Depuis le 24 avril, tout arrêt maladie ouvre droit à des congés payés, conformément au droit européen. Même si cette mise en conformité acte des avancées pour les salariés en arrêt maladie, il n’en reste pas moins qu’il persiste une différence de traitement entre ceux-ci.

Ainsi, les salariés arrêtés pour un motif autre qu’un accident du travail ou une maladie professionnelle pourront désormais bénéficier de 2 jours ouvrables de congés par mois d’arrêt (24 jours par an).
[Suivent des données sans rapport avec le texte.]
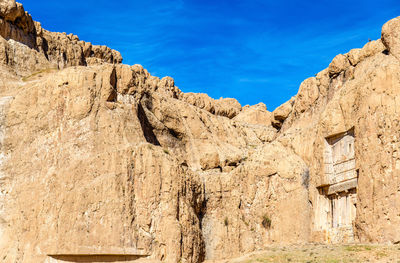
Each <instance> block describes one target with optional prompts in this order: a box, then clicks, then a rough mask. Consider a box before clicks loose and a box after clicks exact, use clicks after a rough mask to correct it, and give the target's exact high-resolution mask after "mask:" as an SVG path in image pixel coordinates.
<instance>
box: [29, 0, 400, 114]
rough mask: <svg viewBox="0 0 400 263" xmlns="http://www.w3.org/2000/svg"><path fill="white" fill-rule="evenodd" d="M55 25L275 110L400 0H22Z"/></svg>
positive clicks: (194, 90)
mask: <svg viewBox="0 0 400 263" xmlns="http://www.w3.org/2000/svg"><path fill="white" fill-rule="evenodd" d="M22 3H23V4H24V7H25V10H27V11H28V12H30V13H31V14H32V16H33V18H34V19H35V20H37V21H40V22H41V23H42V25H43V27H44V28H46V29H48V30H51V31H59V32H67V33H74V34H76V35H78V36H79V38H80V39H81V40H85V41H90V42H92V43H93V44H103V45H107V46H109V47H111V48H114V49H117V50H119V51H120V52H121V54H122V56H123V58H124V63H125V64H131V65H132V64H142V65H143V66H144V67H145V68H146V69H147V70H148V71H149V72H150V73H151V74H153V75H156V76H159V77H163V76H171V77H173V78H174V79H175V83H176V85H177V86H178V87H179V88H180V89H181V90H183V91H185V92H203V93H207V94H209V95H210V96H211V97H214V98H219V97H233V98H236V99H238V100H239V102H240V103H241V104H242V105H246V104H256V103H258V102H264V103H265V104H266V105H267V108H268V109H269V110H273V109H274V108H275V107H277V106H279V105H280V104H282V103H283V102H285V101H286V100H288V99H290V97H292V96H293V95H295V94H296V93H297V90H298V87H299V85H300V83H301V82H302V81H303V80H304V79H305V78H307V77H310V76H314V74H316V73H317V72H319V71H321V70H322V69H324V68H325V67H327V66H328V64H329V63H330V61H331V60H332V58H333V57H334V56H335V55H336V54H338V53H346V52H348V51H349V50H350V49H352V48H359V47H362V46H363V45H364V44H365V43H366V42H368V39H373V40H374V39H378V38H379V37H380V32H381V27H382V25H383V24H384V23H385V22H386V21H387V20H389V19H391V18H393V17H396V16H400V3H399V0H379V1H378V0H352V1H349V0H336V1H327V0H315V1H314V0H311V1H310V0H302V1H300V0H298V1H294V0H275V1H269V0H264V1H263V0H240V1H239V0H214V1H209V0H198V1H193V0H140V1H137V0H131V1H125V0H120V1H109V0H108V1H105V0H96V1H94V0H79V1H78V0H69V1H54V0H52V1H49V0H44V1H38V0H25V1H22Z"/></svg>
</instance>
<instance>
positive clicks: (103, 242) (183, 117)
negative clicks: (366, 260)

Ceux en arrêt pour accident ou maladie professionnelle continueront d’acquérir 2,5 jours de congés par mois et ce sans limite de durée contre 1 an auparavant.
Côté pratique, le salarié peut réclamer ses droits dans un délai de deux ans à compter du 24 avril 2024. Son employeur doit l’informer des congés payés reportés et de leur échéance dans un délai d’un mois suivant la reprise du travail, par tout moyen, y compris via le bulletin de paie.

Un salarié en poste qui n’a pas pu poser tous ses congés en raison d’une maladie ou d’un accident d’origine non professionnelle pourra les reporter pendant 15 mois. Un accord (branche ou entreprise) pourra fixer un délai supérieur.

Pour les anciens salariés, un recours en justice dans les 3 ans après la rupture du contrat de travail permettrait d’obtenir des indemnités compensatrices de congés payés.

Pour l’UNSA, cette loi est une avancée majeure. En effet, nul ne peut plus considérer l’arrêt maladie comme un temps de repos pour le salarié et doit donc être assimilé à du temps de travail. C’est ce que vient affirmer la nouvelle loi. Toutefois, l’UNSA ne peut que regretter que l’État fasse perdurer une discrimination envers les travailleurs malades en leur accordant 4 semaines de congés payés contre 5 prévus par le Code du travail.